Thorough debridement is the most reliable method to prevent gas gangrene after trauma. Debridement within 6 hours of injury can almost completely prevent the occurrence of gas gangrene. Even if the injury has exceeded 6 hours, debridement can still provide good preventive effects with the use of large amounts of antibiotics. Therefore, for all open wounds, especially those contaminated with soil or with severe injury and nonviable muscle, thorough debridement should be performed promptly. For war wounds, after debridement, the wound should generally be left open for drainage and not sutured.
For wounds suspected of gas gangrene, 3% hydrogen peroxide or 1:1000 potassium permanganate solution can be used for irrigation and wet dressing. For wounds that have already been sutured, the sutures should be removed and the wound left open.
Penicillin and tetracycline antibiotics are effective in preventing gas gangrene and can be used before or after debridement depending on the trauma situation. However, they cannot replace debridement.

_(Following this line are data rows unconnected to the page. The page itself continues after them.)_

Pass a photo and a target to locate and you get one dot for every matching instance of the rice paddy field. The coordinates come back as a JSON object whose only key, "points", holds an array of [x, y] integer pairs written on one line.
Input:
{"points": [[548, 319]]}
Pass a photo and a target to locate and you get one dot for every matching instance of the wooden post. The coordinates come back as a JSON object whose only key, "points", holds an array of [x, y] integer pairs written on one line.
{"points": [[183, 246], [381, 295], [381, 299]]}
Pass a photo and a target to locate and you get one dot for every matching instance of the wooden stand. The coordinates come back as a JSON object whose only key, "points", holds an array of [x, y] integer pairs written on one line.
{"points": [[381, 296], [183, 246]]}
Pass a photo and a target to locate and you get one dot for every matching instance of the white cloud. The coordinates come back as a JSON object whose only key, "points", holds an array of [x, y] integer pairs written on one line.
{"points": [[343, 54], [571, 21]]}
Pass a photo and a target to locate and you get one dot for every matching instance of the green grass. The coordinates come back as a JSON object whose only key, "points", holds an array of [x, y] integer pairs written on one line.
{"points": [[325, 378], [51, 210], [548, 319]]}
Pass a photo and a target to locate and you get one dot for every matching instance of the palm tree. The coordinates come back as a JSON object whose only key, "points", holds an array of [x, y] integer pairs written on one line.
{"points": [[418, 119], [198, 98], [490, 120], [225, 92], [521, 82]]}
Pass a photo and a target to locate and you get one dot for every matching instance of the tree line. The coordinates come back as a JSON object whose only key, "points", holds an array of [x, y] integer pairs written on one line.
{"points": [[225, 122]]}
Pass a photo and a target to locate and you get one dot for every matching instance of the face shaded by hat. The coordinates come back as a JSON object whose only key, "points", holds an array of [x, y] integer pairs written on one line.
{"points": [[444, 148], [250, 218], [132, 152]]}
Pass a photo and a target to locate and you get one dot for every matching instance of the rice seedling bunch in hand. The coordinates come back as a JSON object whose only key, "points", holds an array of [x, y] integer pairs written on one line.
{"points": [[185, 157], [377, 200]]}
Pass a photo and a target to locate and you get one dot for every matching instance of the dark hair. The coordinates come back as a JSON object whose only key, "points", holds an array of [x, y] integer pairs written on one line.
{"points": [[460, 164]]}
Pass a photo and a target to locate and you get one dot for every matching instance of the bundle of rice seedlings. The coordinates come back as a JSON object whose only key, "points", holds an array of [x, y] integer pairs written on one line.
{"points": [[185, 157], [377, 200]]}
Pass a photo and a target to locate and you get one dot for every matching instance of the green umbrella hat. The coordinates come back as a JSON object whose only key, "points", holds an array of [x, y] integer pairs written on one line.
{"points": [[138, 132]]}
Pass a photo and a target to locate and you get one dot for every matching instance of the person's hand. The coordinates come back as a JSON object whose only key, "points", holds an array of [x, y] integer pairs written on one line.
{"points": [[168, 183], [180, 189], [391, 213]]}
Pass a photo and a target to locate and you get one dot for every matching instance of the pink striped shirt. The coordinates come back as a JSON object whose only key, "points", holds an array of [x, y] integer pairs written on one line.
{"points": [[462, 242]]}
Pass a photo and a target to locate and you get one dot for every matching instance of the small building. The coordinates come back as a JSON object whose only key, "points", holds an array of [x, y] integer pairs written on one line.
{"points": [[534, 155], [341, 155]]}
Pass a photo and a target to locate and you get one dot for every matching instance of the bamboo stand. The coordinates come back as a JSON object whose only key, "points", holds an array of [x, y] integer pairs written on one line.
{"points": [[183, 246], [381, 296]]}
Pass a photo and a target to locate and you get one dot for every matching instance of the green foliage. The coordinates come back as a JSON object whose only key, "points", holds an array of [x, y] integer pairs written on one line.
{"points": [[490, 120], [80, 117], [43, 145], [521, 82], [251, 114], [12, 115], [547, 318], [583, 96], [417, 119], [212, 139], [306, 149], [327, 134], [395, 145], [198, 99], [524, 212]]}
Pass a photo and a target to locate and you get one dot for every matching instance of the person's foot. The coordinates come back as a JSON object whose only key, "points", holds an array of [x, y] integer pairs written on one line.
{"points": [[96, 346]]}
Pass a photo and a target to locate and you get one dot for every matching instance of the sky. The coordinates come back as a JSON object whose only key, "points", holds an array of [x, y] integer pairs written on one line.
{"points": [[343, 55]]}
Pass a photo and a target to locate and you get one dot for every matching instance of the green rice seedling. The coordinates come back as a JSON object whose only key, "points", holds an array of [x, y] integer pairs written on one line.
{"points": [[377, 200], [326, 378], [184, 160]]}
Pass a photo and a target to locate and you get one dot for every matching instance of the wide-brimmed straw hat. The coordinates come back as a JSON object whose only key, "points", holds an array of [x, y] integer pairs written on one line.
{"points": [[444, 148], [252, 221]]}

The patient should be isolated, and all clothing, dressings, and equipment used by the patient should be collected separately and disinfected. Boiling disinfection should last for more than 1 hour, and high-pressure steam sterilization is preferred. Used dressings should be destroyed to prevent cross-infection.

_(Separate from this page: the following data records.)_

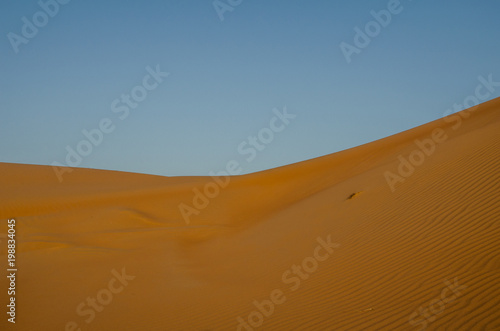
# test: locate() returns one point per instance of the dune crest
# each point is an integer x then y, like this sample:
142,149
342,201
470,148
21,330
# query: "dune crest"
398,234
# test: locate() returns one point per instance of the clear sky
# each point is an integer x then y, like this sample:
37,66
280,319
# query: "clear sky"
62,70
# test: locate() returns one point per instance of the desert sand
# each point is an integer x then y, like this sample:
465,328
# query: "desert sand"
345,241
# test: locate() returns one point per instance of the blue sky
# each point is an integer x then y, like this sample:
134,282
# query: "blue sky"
226,77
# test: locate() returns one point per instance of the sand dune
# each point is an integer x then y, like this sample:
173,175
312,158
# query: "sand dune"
362,239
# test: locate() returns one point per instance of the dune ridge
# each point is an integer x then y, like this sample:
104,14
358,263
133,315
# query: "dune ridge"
398,249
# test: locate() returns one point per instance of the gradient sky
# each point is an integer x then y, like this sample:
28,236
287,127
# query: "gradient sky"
227,76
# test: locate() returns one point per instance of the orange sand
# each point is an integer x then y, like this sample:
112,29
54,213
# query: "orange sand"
397,252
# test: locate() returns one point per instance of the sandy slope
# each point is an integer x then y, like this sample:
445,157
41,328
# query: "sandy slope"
425,253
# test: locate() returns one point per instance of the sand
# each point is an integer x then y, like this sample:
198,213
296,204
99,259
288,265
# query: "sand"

1. Clostridial Cellulitis The infection is confined to the subcutaneous cellular tissue and spreads rapidly along the fascial membrane spaces but does not invade the muscles. The onset is generally slow, with an incubation period of 3 to 5 days. Although it also begins with wound pain and there is crepitus around the wound, the local pain and systemic symptoms are mild, the skin rarely changes color, and edema is also slight.
2. Anaerobic Streptococcal Cellulitis The onset is relatively slow, often appearing 3 days after the injury. Symptoms such as toxemia, pain, local swelling, and skin changes are mild. Emphysema and crepitus are present, but the emphysema is limited to the subcutaneous tissue and fascial membrane. There are general inflammatory manifestations around the wound. The exudate is seropurulent, and streptococci can be found on smear examination.
3. Coliform Bacterial Cellulitis Tissue intermediate qi swelling may occur, along with toxemic symptoms such as high fever and delirium. However, local swelling develops slowly, and the pus exhibits the characteristics of coliform bacterial infection—thin and serous. Smear examination of the pus may reveal Gram-negative bacilli.